Kedaulatan tersebut dapat dibedakan atas Kedaulatan Tuhan, Kedaulatan Raja,
Kedaulan Negara, kedaulatan Hukum dan Kedaulatan Rakyat. Teori-teori kedaulatan
tersebut pada dasarnya mempertanyakan hak moral apakah yang dijadikan
legitimasi bagi setiap orang atau sekelompok orang atau bagian suatu
pemerintahan atau kekuasaan yang dimilikinya, sehingga mempunyai hak untuk
memegang dan mepergunakan kekuasaan serta menuntut kepatutan atas kekuasaan dan
otoritas yang dimiliki.
Negara Indonesia menganut paham
kedaulatan rakyat (people souvereignty). Konsep kebebasan/persamaan dan
konsep kedaulatan rakyat merupakan dasar dari demokrasi. Kedaulatan
rakyat berarti pemilik kekuasaan tertinggi dalam negara adalah rakyat atau yang
dikenal adanya selogan kekuasaan dari rakyat, oleh rakyat dan untuk
rakyat. Kedaulatan rakyat Indonesia disalurkan dan diselenggarakan melalui
prosedure konstitusional. Hal ini menunjukan bahwa Indonesia adalah Negara
Hukum yang Demokratis (democratische rectsstaat) dan Negara Demokrasi
yang berdasar atas Hukum (constitusional democracy) yang tidak terpisah
satu sama lain, sebagaimana menurut Jimly Asshiddiqie[21]
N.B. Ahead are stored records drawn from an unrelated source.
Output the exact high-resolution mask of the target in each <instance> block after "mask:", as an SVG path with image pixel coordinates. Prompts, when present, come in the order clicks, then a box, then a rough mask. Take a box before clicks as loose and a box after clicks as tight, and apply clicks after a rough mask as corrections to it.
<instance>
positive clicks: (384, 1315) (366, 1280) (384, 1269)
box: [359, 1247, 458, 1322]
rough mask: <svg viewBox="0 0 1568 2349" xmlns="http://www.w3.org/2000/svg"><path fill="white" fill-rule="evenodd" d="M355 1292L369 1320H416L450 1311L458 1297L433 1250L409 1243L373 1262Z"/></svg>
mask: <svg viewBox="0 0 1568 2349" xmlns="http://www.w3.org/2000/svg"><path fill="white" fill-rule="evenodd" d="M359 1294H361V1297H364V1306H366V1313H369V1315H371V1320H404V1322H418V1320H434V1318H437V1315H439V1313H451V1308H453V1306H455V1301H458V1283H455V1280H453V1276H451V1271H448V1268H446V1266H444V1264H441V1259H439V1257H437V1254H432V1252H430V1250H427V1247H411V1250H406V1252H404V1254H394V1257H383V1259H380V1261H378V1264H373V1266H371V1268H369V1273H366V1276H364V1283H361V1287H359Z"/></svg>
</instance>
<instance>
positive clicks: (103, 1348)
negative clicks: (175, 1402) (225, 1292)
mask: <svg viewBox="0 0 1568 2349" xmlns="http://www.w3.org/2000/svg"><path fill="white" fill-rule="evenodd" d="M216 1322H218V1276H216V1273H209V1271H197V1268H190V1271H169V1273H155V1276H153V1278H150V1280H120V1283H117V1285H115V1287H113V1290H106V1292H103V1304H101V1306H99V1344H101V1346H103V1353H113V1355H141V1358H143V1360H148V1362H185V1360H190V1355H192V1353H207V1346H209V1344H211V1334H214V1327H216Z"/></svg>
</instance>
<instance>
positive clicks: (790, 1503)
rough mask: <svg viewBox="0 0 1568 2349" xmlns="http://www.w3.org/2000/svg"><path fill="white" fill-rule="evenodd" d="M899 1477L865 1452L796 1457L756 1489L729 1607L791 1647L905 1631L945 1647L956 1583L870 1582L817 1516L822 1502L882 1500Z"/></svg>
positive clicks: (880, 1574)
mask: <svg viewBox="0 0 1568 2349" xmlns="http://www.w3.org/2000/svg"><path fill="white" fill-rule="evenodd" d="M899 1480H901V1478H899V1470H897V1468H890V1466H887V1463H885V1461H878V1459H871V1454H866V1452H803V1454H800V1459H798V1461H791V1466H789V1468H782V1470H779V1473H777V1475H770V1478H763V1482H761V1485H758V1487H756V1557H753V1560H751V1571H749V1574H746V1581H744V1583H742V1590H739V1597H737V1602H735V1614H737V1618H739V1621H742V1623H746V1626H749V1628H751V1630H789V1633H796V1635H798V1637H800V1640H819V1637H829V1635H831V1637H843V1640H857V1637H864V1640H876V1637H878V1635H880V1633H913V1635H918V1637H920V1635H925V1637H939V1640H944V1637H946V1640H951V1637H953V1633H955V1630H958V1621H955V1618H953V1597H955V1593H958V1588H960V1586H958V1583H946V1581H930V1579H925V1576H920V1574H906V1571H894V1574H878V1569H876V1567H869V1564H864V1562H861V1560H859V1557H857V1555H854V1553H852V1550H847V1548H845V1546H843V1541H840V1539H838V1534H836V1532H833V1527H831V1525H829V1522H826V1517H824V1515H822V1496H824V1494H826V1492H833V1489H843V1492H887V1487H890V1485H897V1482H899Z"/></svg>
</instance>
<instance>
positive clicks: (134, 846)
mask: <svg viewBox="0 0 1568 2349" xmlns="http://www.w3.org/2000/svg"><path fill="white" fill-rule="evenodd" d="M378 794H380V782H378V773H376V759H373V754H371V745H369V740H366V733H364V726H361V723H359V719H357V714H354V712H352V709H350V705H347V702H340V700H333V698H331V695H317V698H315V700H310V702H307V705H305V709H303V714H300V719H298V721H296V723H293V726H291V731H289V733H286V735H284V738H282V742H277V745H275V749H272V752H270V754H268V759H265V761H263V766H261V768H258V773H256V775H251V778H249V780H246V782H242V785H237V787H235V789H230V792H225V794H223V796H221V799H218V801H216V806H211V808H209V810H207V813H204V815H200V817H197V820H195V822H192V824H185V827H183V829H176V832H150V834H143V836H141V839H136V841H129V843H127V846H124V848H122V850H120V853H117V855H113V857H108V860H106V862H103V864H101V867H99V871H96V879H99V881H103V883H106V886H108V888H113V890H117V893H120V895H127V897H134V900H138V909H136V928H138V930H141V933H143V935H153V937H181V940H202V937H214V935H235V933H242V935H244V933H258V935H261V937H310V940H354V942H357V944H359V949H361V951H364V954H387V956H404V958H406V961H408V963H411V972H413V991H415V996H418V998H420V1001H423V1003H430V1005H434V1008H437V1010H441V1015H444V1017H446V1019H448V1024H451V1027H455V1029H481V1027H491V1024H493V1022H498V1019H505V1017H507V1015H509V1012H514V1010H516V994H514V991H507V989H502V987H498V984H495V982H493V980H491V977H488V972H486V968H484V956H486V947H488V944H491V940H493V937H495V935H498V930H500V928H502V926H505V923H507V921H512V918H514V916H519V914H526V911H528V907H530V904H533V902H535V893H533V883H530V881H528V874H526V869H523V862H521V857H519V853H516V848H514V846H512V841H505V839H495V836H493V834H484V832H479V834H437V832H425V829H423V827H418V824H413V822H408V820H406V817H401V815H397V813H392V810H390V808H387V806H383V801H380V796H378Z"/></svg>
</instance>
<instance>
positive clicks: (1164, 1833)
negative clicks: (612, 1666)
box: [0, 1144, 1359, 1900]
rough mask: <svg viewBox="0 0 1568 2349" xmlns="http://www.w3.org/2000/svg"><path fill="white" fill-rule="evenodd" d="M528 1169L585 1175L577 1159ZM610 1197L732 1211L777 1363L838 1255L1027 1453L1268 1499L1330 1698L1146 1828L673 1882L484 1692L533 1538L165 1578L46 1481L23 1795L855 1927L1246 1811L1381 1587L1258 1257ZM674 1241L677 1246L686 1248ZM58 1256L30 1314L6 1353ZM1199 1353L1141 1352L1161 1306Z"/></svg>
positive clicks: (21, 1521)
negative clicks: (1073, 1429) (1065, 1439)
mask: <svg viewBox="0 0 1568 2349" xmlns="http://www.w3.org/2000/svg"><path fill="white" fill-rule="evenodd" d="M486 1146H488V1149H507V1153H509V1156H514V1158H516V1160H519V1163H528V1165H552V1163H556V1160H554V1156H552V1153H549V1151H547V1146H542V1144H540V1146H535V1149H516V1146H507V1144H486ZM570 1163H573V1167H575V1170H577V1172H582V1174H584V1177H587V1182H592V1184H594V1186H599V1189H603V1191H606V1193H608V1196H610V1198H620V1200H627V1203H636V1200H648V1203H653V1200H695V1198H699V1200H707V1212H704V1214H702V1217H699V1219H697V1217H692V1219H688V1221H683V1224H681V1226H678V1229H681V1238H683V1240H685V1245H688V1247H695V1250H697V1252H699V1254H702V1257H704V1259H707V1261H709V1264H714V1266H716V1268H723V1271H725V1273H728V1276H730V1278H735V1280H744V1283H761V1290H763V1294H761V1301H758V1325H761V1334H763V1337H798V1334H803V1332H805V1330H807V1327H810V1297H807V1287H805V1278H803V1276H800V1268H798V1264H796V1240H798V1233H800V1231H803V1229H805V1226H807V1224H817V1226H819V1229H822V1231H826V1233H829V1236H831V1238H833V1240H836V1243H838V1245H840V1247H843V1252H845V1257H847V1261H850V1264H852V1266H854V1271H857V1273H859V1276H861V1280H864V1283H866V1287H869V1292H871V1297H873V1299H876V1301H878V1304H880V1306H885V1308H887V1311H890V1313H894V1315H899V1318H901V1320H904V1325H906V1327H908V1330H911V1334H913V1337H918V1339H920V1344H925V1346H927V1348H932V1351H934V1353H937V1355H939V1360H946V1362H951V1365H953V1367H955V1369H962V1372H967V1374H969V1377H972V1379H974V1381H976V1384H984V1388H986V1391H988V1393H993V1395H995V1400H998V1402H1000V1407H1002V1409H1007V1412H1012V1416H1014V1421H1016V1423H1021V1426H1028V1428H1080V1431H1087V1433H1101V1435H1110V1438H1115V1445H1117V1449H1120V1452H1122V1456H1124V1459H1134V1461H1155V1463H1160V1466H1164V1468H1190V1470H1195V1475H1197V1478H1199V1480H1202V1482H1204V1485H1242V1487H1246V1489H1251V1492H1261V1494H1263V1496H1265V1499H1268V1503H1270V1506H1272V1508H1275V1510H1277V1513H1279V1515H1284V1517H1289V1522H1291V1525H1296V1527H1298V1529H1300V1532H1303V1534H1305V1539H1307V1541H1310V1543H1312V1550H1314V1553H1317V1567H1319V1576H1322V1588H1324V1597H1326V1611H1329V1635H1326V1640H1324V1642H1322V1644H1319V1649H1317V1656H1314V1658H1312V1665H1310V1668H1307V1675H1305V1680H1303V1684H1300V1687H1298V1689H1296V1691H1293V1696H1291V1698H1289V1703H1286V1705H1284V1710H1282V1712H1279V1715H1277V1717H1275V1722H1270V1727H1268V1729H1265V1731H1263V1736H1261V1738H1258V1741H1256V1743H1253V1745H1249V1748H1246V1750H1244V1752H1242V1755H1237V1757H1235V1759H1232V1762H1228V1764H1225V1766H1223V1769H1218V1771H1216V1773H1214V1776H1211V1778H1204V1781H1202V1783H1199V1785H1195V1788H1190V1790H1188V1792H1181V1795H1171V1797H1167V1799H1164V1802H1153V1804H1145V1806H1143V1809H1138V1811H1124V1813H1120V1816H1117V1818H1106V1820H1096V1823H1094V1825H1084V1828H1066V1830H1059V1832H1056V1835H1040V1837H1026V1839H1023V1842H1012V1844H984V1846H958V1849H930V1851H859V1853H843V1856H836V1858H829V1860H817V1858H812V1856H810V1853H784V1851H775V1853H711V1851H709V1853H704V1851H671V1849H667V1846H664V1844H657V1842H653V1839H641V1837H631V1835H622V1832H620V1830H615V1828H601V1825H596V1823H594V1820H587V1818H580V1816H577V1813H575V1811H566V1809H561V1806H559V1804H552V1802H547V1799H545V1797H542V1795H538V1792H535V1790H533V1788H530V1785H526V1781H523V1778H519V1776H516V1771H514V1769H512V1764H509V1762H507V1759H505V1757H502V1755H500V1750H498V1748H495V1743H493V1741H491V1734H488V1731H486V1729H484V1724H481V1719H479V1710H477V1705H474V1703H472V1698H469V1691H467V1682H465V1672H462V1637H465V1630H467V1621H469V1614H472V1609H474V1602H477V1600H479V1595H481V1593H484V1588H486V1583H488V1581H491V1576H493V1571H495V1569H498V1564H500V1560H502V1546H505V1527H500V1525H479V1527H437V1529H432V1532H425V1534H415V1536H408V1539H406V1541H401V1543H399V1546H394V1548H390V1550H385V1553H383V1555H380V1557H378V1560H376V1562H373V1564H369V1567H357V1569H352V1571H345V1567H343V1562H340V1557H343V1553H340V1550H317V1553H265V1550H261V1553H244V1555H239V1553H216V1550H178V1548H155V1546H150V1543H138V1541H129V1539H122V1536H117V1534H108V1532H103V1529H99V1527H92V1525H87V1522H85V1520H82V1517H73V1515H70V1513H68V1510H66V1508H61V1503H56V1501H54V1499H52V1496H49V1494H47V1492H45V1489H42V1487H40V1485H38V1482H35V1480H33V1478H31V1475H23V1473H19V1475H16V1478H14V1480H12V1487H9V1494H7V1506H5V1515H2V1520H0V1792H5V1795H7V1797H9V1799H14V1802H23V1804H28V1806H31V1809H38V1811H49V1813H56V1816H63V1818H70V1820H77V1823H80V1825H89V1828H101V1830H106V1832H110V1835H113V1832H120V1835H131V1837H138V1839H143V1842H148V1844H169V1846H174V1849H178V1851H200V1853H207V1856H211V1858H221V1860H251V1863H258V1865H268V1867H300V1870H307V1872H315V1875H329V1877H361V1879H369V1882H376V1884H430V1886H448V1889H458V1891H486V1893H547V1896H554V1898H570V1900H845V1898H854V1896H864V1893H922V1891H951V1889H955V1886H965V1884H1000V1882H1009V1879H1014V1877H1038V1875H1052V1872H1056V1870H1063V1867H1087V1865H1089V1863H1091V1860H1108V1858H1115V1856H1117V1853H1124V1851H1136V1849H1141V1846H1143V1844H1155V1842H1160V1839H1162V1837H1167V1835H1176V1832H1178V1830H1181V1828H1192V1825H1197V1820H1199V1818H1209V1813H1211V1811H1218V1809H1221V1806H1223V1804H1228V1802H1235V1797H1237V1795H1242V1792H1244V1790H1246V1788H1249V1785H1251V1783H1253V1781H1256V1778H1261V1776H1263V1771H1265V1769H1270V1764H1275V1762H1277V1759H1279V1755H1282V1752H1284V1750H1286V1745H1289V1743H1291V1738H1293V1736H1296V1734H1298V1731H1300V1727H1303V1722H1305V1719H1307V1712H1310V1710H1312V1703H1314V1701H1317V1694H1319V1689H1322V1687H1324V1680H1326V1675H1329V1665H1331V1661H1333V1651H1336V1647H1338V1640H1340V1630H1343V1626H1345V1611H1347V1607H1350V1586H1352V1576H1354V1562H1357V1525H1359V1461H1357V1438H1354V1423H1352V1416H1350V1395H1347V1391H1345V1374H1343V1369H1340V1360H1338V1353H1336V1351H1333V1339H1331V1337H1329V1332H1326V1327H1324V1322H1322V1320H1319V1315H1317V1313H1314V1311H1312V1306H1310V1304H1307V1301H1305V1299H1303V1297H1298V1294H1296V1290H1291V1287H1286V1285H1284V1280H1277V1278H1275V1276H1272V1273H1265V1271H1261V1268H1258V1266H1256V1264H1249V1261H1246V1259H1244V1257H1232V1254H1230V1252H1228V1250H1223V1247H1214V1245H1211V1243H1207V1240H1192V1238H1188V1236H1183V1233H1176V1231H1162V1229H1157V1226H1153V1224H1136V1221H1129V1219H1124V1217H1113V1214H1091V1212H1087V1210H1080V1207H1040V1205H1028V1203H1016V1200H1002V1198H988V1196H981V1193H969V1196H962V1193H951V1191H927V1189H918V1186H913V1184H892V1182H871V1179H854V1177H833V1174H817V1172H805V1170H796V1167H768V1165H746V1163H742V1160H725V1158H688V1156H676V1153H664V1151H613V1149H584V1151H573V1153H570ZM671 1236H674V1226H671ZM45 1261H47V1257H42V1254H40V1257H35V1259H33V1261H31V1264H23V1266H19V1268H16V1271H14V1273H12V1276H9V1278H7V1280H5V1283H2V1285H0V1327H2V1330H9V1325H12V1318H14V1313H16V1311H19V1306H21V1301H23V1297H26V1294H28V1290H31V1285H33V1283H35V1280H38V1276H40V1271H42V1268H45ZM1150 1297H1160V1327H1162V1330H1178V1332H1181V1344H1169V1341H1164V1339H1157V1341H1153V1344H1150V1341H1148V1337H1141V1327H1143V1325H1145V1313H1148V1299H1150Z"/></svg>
Dalam sistem konstitusional
Undang-Undang Dasar, pelaksanaan kedaulatan rakyat itu disalurkan dan
diselenggarakan menurut prosedur konstitusional yang ditetapkan dalam hukum dan
konstitusi (constitutional democracy). Karena itu, prinsip kedaulatan
rakyat (democratie) dan kedaulatan hukum (nomocratie) hendaklah
diselenggarakan secara beriringan sebagai dua sisi dari mata uang yang sama.
Untuk itu, Undang-Undang Dasar negara kita menganut pengertian bahwa Negara
Indonesia itu adalah Negara Hukum yang Demokratis (democratische rectsstaat)
dan sekaligus adalah Negara Demokrasi yang berdasar atas Hukum (constitusional
democracy) yang tidak terpisah satu sama lain.
Kedaulatan rakyat deselengarakan
langsung dan melalui sistem perwakilan. Henry B. Mayo dalam buku Introductions
to Democratic Theory mengatakan bahwa sistem politik yang demokrasi ialah
dimana kebijaksanaan umum ditentukan atas dasar mayoritas oleh wakil-wakil yang
diawasi secara efektif oleh rakyat dalam pemilihan-pemilihan berkala yang
didasarkan atas prinsip kesamaan politik dan diselenggarakan dalam suasana
terjaminnya kebebasan politik. Berdasarkan pendapat tersebut, diselenggarakan
langsung dan sistem perwakilan (direct demokracy) diwujudkan melalui
pemilihan umum untuk memilih wakil-wakil rakyat.
Kata
daulat dan kedaulatan berasal dari bahasa Arab, yakni daulah yang
berarti kekuasaan. Kedaulatan dapat diartikan sebagai kekuasaan mutlak dan
tertinggi yang berada dalam suatu negara. Prof. Soehino, mengartikan kedaulatan
sebagai kekuasaan tertinggi, yakni kekuasaan yang dalam taraf terakhir dan
tertinggi yang wewenang membuat keputusan. Kedaulatan juga dapat bermakna
teknis operasional, yaitu merupakan konsep mengenai kekuasaan tertinggi dalam
penyelenggaran negara, maksudnya adalah apa dan siapa yang membuat keputusan
akhir dalam kegiatan bernegara. Dalam kajian ilmu hukum dan ilmu politik
dikenal adanya lima teori kedaulatan, yaitu teori kedaulatan negara, teori
kedaualatan Tuhan, teori kedaulatan Raja, teori kedaulatan Rakyat, dan teori
kedaulatan Hukum.
Sementara
Hamid S. Attamimi juga menyebutkan lima ajaran kedaualatan namun mengganti
teori kedaulatan Tuhan dengan ajaran kedaulatan dalam lingkungan sendiri.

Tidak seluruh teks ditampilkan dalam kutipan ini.